First up is A Few Days with Me made in 1988 and screening on Saturday 19 December at 4.00 pm. The film recently screened as part of a Sautet series at New York’s Lincoln Centre and what follows are the program notes issued for the occasion.
Dispirited by the critical and commercial failure of Garçon!, Sautet flirted with retirement before the enterprising young producer Philippe Carcassone lured him back with a simple proposition: to make a film with actors, screenplay collaborators and technicians he had never worked with before. The result, A Few Days with Me, would prove the beginning of a late-career renaissance for the director. …Daniel Auteuil stars as Martial Pasquier, the eccentric scion of a prominent supermarket-owning family. Newly released from a psychiatric hospital when the film begins, Martial is dispatched to the sleepy provincial town of Limoges to perform a routine check-up on one of the family stores. It’s not long, however, before he flummoxes the local riff-raff and petit bourgeoisie alike by taking up with Francine, the semi-literate housemaid (Sandrine Bonnaire) of the fussbudget store manager (the marvelous Jean-Pierre Marielle). Chocked full of delightful secondary characters, including Francine’s lovable lug of a boyfriend (Vincent Lindon) and Martial’s exasperated, drama queen mother (the legendary Danielle Darrieux), this splendid riff on the Pygmalion story turns on a dime from gentle class satire to full-blown farce, culminating in a psychedelic dinner party from hell worthy of Jacques Tati. Sautet himself would come to rank A Few Days, alongside César and Rosalie and Max et les ferrailleurs, as his personal favorites among his own films.
Then on Sunday 20thDecember at 4.00 pm is Sautet’s final film, the remarkable Nelly and M.Arnaud. This film was a particular favourite of the great American critic Roger Ebert.
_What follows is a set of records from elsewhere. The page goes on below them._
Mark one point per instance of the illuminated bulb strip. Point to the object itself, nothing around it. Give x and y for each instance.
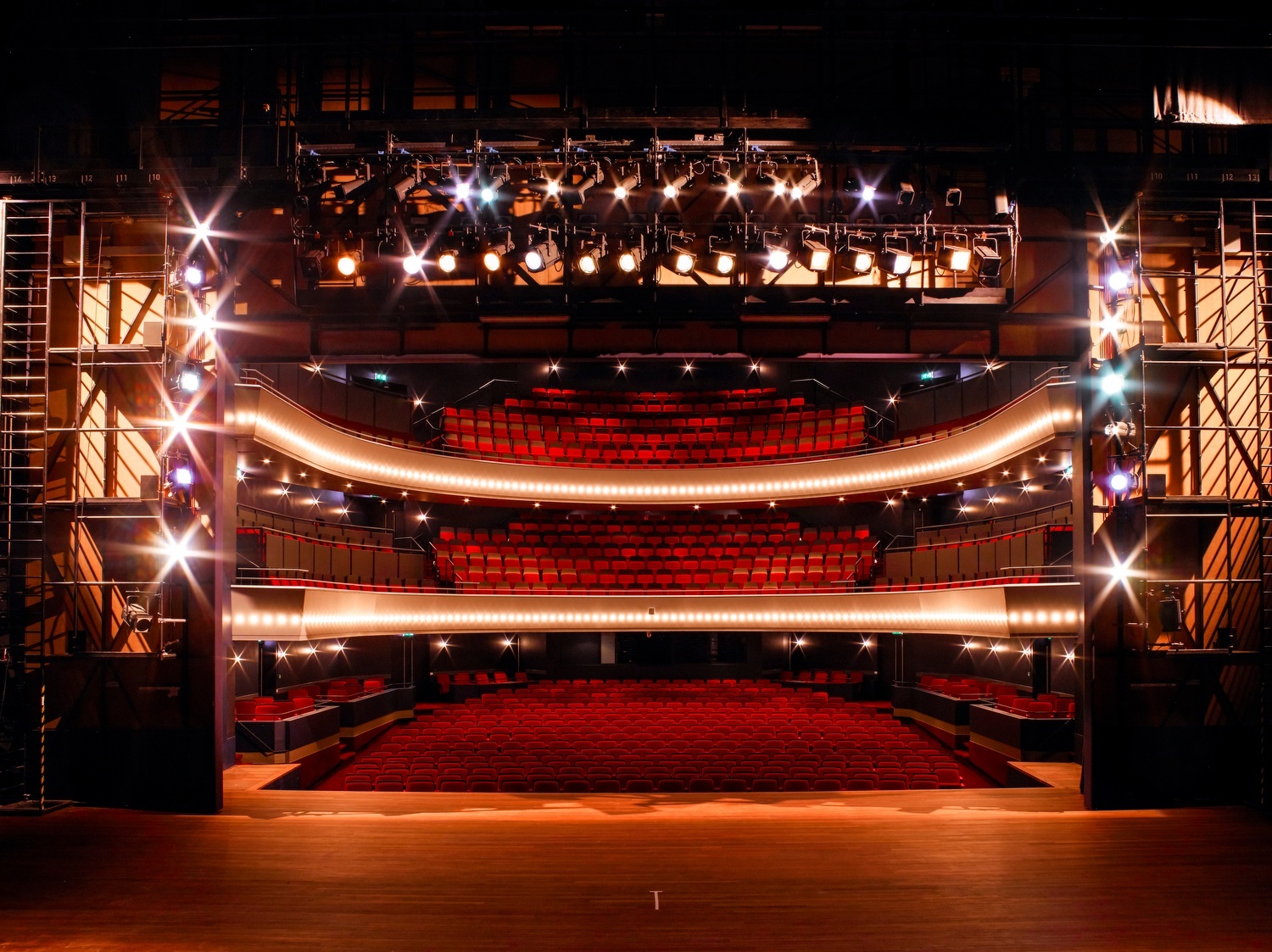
(984, 610)
(1015, 430)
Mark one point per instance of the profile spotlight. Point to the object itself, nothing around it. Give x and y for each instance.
(630, 259)
(986, 261)
(626, 186)
(588, 259)
(778, 257)
(137, 611)
(1112, 384)
(857, 256)
(1119, 430)
(895, 257)
(720, 262)
(498, 180)
(679, 259)
(673, 188)
(498, 244)
(814, 254)
(804, 186)
(541, 254)
(954, 253)
(346, 264)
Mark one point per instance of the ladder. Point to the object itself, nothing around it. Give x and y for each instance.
(1261, 229)
(25, 261)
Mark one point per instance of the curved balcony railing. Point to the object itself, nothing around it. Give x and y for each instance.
(282, 613)
(1020, 427)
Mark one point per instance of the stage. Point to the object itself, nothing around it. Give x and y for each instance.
(981, 868)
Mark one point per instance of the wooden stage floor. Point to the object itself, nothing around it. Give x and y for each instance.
(951, 870)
Some of Roger’s thoughts are set out below but if you are curious you can find the complete review if you click here
“What a delicate dance they perform in Nelly and Monsieur Arnaud.It is a matter of great erotic fascination when two people are intrigued by the notion of becoming lovers, but are held back by the fear of rejection and the fear of involvement. Signals are transmitted that would require a cryptographer to decode. The difficulty is to send a message that can be read one way if the answer is yes, and the other way if the answer is no.
…..Nelly and Monsieur Arnaudwon two Cesar Awards, the French Oscars, for best director and actor.
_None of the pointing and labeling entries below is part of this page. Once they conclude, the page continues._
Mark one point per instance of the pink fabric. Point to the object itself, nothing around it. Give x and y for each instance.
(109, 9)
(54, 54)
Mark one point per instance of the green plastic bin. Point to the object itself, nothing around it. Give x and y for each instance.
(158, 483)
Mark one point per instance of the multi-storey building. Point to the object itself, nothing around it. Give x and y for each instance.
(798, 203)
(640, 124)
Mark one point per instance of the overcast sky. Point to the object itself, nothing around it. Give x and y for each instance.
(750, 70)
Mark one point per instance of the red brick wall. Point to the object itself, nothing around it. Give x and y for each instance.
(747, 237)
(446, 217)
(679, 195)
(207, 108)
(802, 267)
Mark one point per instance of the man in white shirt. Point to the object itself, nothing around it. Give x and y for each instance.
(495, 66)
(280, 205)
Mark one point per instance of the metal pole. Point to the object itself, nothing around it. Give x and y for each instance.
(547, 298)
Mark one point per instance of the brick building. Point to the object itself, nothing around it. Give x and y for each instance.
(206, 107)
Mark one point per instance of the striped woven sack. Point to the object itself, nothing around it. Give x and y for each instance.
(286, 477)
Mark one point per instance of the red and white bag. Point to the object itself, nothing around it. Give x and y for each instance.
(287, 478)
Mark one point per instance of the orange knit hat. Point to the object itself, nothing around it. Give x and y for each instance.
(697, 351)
….Beart is as talented and subtle as she is beautiful, and in this role, where so much goes unsaid, nothing goes uncommunicated.
Serrault finds a gravity and intelligence that are indispensable to the character. And he avoids all temptations toward sentimentalizing the situation; he gives us no way to feel sorry for Arnaud, who demonstrates, especially at the end of the story, that he is quite able to take care of himself.
“A movie like this is likely to appeal to the same kinds of people who admire the novels of Henry James. It is about the emotional negotiations of people who place great value on their status quo, yet find it leaves them lonely. Sometimes, of course, the alternatives to loneliness are not worth the price, and that is something to think about, especially for Monsieur Arnaud and perhaps even for Nelly.”